Wanderer by Sterling Hayden

Wanderer by Sterling Hayden

Author:Sterling Hayden
Language: eng
Format: epub
ISBN: 9781493035281
Publisher: Lyons Press
Published: 2019-02-26T16:00:00+00:00


CHAPTER 42

High water. A schooner lies to a wharf. Her sheer is proud as it runs up to her bows from a low point amidships. Old men lounge in late September sunshine, fiddling with pipes and knives, admiring the look of the vessel, spitting and scanning the sky.

Against this sky is a man at work on the mainmasthead. He wears a checked wool shirt, one sleeve ragged. Ninety feet from the deck he works, wearing a rigger’s knife—homemade from the blade of a file—with a bucket of tar dangling near his hands.

Gloucester somnolent and warm. He basks in the glow of the scene—in the crowding of masts, the wheeling of gulls, the lift of a sail in the distance. His world begins and ends with just such things as these. The ship is the Gertrude L. Thebaud, fitting out now for a challenge match against the Canadian Bluenose (best three out of five races, no handicap, no shifting of ballast, plenty of good hard feelings). His job is that of mastheadsman—he on the main, Jack Hackett aloft on the fore. What more could a sailorman ask?

His hands now thick with tar. Gingerly he reaches with careful fingers, wary and tuned to the wind, cups the match and bends his head. And looking up he sees her. Along the dock she comes with a dogged gait, plowing through bystanders and fishermen mixed. He shakes his head slightly, and down from aloft he clomps, slapping his hands on the shrouds, dreading what lies ahead.

“Well—Buzz—how good to see you, my dear.”

“Hello, Mother, how are you?” They move to the lee of a shed.

“So you’re going to be in the race.”

“Seems that way.”

“And afterwards? Any idea—what you’ll do and where you’ll be, once the races are over?”

“Mother, I don’t know. Back to sea, I guess, assuming I find a ship. Nothing for me on shore.”

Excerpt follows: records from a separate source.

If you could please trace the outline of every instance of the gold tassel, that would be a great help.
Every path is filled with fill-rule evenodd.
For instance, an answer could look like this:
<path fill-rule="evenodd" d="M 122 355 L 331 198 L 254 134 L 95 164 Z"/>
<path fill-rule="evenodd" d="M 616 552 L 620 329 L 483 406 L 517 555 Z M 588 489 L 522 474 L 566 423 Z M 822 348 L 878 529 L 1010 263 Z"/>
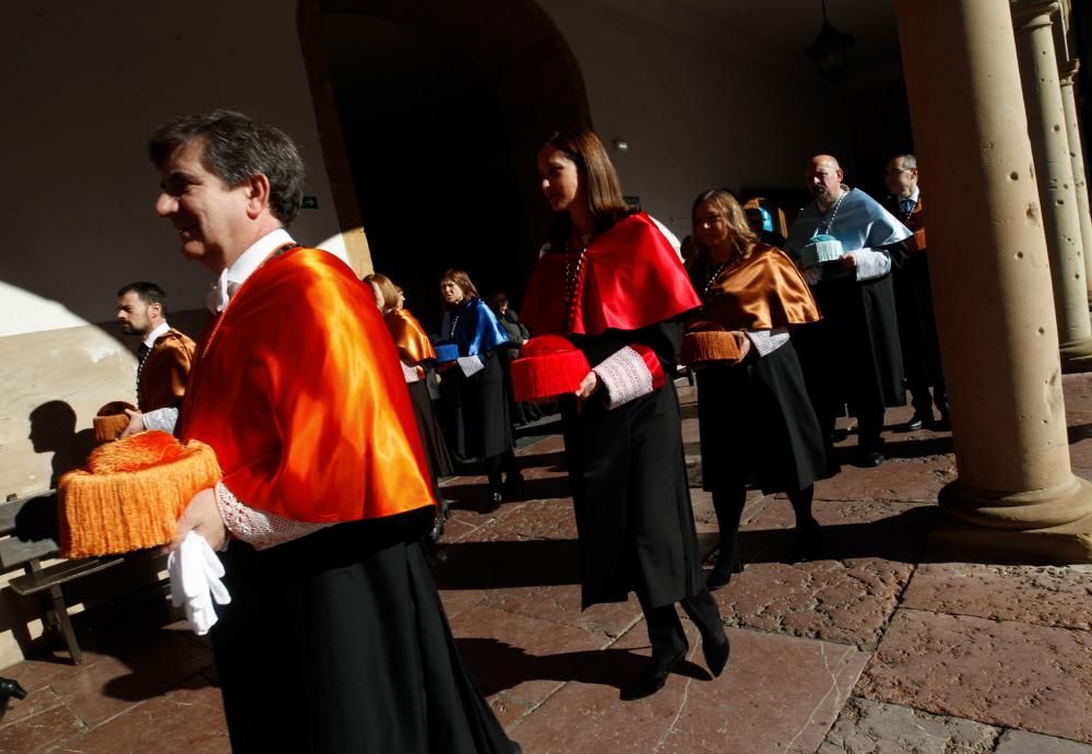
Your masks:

“Oh Buzz, is it any use my staying in Gloucester? All summer long I was here. We saw each other twice.”

“Mother, I know. And I’m sorry, believe me I am, but—”

He looks around in despair. Busy men everywhere. Men at work—painting, chipping, scrubbing and mending and splicing. Across the harbor lies Rocky Neck. Leaves are turning—reds like rust, golds and browns.

Without a word she is gone. Her head is bowed. She is crying. Farther apart now than when he was halfway across the world. She pauses at the corner, starts to turn around, checks herself. Then out of sight.

He clomps aloft once again.

Out of Gloucester, a week before the first race, forty men and one tall ship bound on a trial run. Pitted against the clock. Against some wind as well—ragged brawling wind blowing a southeast gale. Storm warnings fly beneath a dull gray sky, and leaves skirmish. (Out on the Banks no dories will work this day, and up in Boston girls clutch skirts and hats go tumbling to leeward.)

Half past ten, says a belfry clock. Captain Ben Pine stands by the wheel. You would swear he was part of his ship—in spite of the blue vested suit, the brown felt hat, and a red bow tie.